TRIBUNAL DE JUSTIÇA DO ESTADO DO PIAUÍ
EMBARGOS DE DECLARAÇÃO NA APELAÇÃO CÍVEL - 0814728-42.2019.8.18.0140
ÓRGÃO: 6ª Câmara de Direito Público
ORIGEM: 2ª Vara dos Feitos da Fazenda Pública de Teresina-PI
RELATOR: Des. Erivan Lopes
EMBARGANTE: Estado do Piauí
EMBARGADO: Antônio Matos do Nascimento
ADVOGADO: Henry Wall Gomes Freitas (OAB/PI n° 4.344)
EMENTA
EMBARGOS DE DECLARAÇÃO. ACÓRDÃO PROFERIDO EM APELAÇÃO. ALEGAÇÃO DE PREQUESTIONAMENTO. MANIFESTAÇÃO EXPRESSA SOBRE TODAS AS QUESTÕES NECESSÁRIAS AO JULGAMENTO DO RECURSO. AUSÊNCIA DE VÍCIOS. PRETENSÃO DE REJULGAMENTO. INVIABILIDADE. EMBARGOS REJEITADOS.
ACÓRDÃO
Vistos, relatados e discutidos estes autos, "acordam os componentes da Egrégia 6ª Câmara de Direito Público, à unanimidade, REJEITAR os embargos declaratórios".
SALA DAS SESSÕES VIRTUAIS DO EGRÉGIO TRIBUNAL DE JUSTIÇA DO ESTADO DO PIAUÍ, em Teresina/PI, de dez aos vinte dias do mês de junho do ano de dois mil e vinte e dois (10 a 20/06/2022).
RELATÓRIO
Trata-se de Embargos de Declaração opostos pelo Estado do Piauí contra o acórdão que negou provimento ao apelo.
Alega a embargante que “há erro in judicando no acórdão, que afirmou não existirem provas de que o terço de férias não seria pago ao autor; que é “fato notório que o Estado do Piauí vem procedendo há anos com o pagamento do terço de férias aos seus servidores independentemente de seu efetivo gozo.”.
O embargado apresentou contrarrazões, afirmando, em resumo, que não há obscuridade ou omissão a ser sanada na decisão impugnada e que o Embargante apenas tenta protelar o andamento da marcha processual.
É o relatório.

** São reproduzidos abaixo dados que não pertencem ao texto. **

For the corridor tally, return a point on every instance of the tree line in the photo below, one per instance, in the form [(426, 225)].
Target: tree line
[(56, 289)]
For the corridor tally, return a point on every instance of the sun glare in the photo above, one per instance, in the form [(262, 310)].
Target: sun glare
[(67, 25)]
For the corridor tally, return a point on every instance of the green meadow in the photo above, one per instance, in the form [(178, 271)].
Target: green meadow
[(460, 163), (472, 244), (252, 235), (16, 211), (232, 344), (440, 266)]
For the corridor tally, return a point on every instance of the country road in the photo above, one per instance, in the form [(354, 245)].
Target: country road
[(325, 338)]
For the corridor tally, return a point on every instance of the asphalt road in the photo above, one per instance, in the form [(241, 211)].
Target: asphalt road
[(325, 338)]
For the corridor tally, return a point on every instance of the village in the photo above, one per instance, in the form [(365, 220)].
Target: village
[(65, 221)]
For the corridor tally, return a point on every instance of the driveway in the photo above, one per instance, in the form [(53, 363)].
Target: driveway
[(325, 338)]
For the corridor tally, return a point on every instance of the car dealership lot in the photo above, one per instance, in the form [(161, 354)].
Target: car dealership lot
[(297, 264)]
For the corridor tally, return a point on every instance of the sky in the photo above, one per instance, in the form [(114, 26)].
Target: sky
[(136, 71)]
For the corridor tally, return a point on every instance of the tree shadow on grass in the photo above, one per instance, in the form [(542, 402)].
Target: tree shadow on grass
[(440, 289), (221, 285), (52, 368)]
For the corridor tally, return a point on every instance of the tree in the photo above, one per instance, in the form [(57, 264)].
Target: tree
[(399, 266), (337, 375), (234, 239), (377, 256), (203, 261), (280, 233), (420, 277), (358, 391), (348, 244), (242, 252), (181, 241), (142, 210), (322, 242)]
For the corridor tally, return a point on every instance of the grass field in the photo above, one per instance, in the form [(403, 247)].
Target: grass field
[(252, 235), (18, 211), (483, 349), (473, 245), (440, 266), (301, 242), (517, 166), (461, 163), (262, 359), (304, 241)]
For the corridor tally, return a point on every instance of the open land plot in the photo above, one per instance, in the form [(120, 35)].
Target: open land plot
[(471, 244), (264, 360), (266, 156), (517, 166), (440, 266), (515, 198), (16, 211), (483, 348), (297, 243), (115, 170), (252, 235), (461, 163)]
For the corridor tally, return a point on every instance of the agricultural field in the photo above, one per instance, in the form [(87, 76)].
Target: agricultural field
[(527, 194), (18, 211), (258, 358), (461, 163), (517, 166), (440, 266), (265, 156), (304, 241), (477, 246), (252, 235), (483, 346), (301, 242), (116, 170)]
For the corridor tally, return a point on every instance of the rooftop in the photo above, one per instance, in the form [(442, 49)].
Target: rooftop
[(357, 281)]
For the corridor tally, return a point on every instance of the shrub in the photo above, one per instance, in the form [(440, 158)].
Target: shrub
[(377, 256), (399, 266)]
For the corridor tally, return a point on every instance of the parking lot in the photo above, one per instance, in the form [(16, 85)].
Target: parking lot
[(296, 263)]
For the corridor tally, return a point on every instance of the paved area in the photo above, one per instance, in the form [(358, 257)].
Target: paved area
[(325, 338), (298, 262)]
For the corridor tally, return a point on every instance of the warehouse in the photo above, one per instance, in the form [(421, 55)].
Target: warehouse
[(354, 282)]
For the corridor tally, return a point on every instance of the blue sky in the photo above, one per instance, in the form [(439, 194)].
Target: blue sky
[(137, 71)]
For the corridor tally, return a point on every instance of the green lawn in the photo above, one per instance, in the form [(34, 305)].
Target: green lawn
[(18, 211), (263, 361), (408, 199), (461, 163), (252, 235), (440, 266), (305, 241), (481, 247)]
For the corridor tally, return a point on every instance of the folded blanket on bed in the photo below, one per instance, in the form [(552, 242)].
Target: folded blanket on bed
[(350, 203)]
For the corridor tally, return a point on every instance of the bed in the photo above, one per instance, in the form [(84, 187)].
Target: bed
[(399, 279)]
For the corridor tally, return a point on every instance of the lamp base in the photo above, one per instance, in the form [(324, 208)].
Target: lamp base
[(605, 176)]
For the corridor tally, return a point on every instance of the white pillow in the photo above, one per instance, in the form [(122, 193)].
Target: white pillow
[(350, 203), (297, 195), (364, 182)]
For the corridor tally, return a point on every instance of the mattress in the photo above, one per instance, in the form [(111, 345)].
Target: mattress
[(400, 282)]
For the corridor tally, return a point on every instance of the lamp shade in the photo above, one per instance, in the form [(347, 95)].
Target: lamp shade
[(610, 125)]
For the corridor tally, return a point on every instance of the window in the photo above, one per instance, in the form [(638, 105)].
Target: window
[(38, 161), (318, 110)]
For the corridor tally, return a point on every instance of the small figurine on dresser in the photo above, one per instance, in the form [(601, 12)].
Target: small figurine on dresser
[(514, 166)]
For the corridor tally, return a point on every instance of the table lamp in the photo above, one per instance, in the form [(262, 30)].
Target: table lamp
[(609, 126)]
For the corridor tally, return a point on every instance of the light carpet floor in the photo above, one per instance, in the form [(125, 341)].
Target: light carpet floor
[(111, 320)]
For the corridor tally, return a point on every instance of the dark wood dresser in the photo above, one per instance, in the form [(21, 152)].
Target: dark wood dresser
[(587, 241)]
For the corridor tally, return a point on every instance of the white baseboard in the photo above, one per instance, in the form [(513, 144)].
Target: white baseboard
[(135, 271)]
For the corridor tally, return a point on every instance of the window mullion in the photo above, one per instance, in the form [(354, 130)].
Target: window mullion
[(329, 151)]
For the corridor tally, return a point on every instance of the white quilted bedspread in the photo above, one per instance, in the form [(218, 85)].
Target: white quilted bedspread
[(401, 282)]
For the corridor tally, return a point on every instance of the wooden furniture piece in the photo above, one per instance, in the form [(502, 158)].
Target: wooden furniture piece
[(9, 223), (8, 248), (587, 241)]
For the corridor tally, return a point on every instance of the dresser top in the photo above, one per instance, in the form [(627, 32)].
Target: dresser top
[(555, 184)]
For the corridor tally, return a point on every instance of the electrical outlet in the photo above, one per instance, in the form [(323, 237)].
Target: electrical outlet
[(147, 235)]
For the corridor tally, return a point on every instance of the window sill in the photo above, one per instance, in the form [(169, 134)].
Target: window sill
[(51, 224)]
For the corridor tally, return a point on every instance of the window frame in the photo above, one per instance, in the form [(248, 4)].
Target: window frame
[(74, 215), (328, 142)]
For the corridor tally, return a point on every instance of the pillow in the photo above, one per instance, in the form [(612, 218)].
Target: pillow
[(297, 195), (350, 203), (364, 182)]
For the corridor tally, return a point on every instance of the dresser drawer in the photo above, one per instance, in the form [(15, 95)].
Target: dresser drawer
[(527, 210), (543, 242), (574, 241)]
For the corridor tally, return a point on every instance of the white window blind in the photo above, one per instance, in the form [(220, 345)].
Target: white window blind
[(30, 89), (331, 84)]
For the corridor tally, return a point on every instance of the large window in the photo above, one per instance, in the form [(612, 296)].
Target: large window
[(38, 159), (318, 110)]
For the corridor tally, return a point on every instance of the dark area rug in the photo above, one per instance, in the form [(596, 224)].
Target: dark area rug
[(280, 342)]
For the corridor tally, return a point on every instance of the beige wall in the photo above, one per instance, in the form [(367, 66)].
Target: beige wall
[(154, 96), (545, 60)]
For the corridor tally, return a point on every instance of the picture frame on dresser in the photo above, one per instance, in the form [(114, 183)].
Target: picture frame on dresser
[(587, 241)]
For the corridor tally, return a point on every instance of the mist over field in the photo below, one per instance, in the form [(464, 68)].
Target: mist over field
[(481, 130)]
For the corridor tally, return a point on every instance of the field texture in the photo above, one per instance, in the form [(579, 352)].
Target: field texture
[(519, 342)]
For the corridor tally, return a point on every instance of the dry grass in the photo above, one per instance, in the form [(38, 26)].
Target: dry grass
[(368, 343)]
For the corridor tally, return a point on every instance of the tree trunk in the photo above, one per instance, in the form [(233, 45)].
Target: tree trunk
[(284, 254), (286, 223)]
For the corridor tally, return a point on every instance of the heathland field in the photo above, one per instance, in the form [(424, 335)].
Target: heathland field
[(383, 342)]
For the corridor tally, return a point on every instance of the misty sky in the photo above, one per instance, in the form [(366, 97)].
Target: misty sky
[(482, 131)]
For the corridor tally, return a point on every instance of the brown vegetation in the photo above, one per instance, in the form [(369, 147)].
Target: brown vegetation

Decido.
VOTO
Inicialmente, registra-se que os embargos são tempestivos, porquanto opostos no prazo de 10 (dez) dias, conforme preconizado no art. 1.023 c/c 183 do CPC.
Na forma do art. 1.022 do CPC, os embargos de declaração são cabíveis para sanar obscuridade, contradição, omissão e erro material.
Na espécie, verifica-se que o acórdão enfrentou fundamentadamente todas as questões necessárias à solução da lide.
Conforme já exposto no relatório, o embargante afirma que “há erro in judicando no acórdão, que afirmou não existirem provas de que o terço de férias não seria pago ao autor”.
Todavia, no acórdão embargado restou consignado que:
Quanto os terço de férias, verifico que a ficha financeira juntada aos autos (ID n° 3824727) demonstra o pagamento de "abono de férias" no período de 2009 a 2016, o que corresponde ao período de férias gozadas pelo autor indicados na certidão de ID n° 3824716 e que não foi requerido na inicial.
Assim, inexistindo comprovação do pagamento do terço de férias no período cobrado na inicial, a sentença deve ser mantida também quando a esse ponto.
O embargante juntou aos autos ficha financeira do Apelado com objetivo de demonstrar o pagamento de abono de férias, o que restou comprovado somente no período de 2009 a 2016.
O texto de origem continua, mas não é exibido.